• Tidak ada hasil yang ditemukan

Periode Pertama (1971 sampai 1995) : Era Penguasaan Hutan Negara oleh Swasta

5 DINAMIKA PENGUASAAN DAN PEMANFAATAN SUMBERDAYA AGRARIA DI DESA BUNGKU

5.1 Sejarah Penguasaan dan Pemanfaatan Sumberdaya Agraria di Desa Bungku

5.1.1 Periode Pertama (1971 sampai 1995) : Era Penguasaan Hutan Negara oleh Swasta

Tahun 1970 merupakan tahun yang dikenal dengan tahun pembabatan hutan, terutama di luar Jawa ketika penebangan hutan mulai diserahkan kepada pemegang HPH (Wiranto et al. 2004). Upaya eksplotasi sumberdaya alam digerakkan oleh adanya dukungan peningkatan penanaman modal asing (PMA) melalui UU No. 1 Tahun 1967 maupun penanaman modal dalam negeri (PMDN) melalui melalui UU No. 6 Tahun 1968 (Nurjayana 2005).
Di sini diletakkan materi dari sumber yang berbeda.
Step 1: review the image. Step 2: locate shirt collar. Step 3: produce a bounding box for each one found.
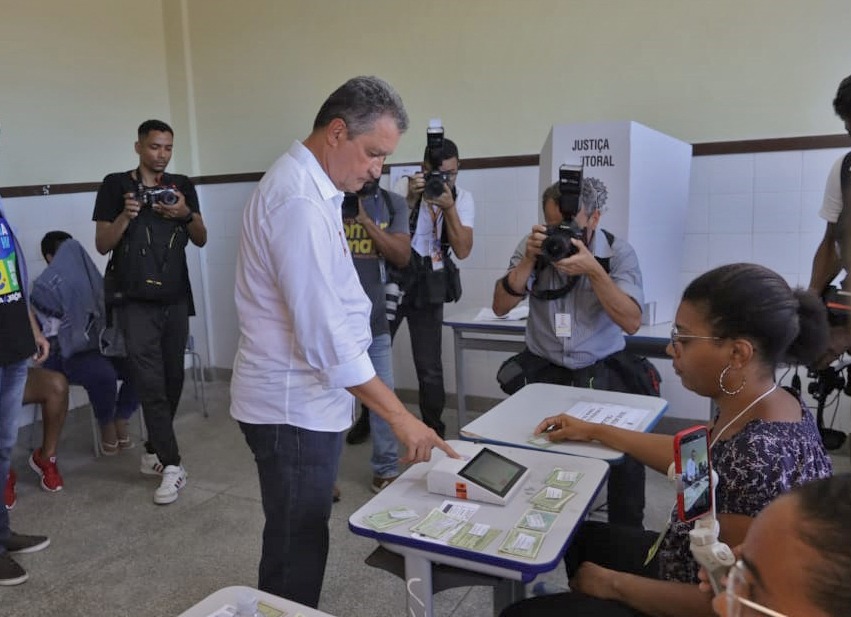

Sementara itu di bidang pengusahaan sumber daya hutan dibentuk instrumen hukum yang dimulai dengan pembentukan UU No. 5 Tahun 1967 tentang Ketentuan-Ketentuan Pokok Kehutanan. Kemudian, untuk melaksanakan ketentuan mengenai pengusahaan hutan yang mendasari kebijakan pemberian konsesi eksploitasi sumber daya hutan, maka dikeluarkan PP No. 21 Tahun 1970 yunto PP No. 18 Tahun 1975 tentang Hak Pengusahaan Hutan dan Hak Pemungutan Hasil Hutan (HPH dan HPHH). Segera setelah peraturan pemerintah ini dikeluarkan, kegiatan eksploitasi sumber daya hutan secara besar-besaran dilakukan pemerintah, terutama di Sumatera, Kalimantan, Sulawesi, Maluku, dan Irian Jaya (Papua), melalui pemberian konsesi HPH dan HPHH kepada pemilik modal asing maupun modal dalam negeri dalam bentuk Badan Usaha Milik Swasta (BUMS) maupun kepada Badan Usaha Milik Negara (BUMN) (Nurjayana 2005). Hutan di sekitar Desa Bungku merupakan hutan yang terkena dampak adanya kebijakan yang berpihak pada modal tersebut. Hampir seluruh hutan di Desa Bungku dikuasi oleh pemegang HPH, terutama HPH PT Log.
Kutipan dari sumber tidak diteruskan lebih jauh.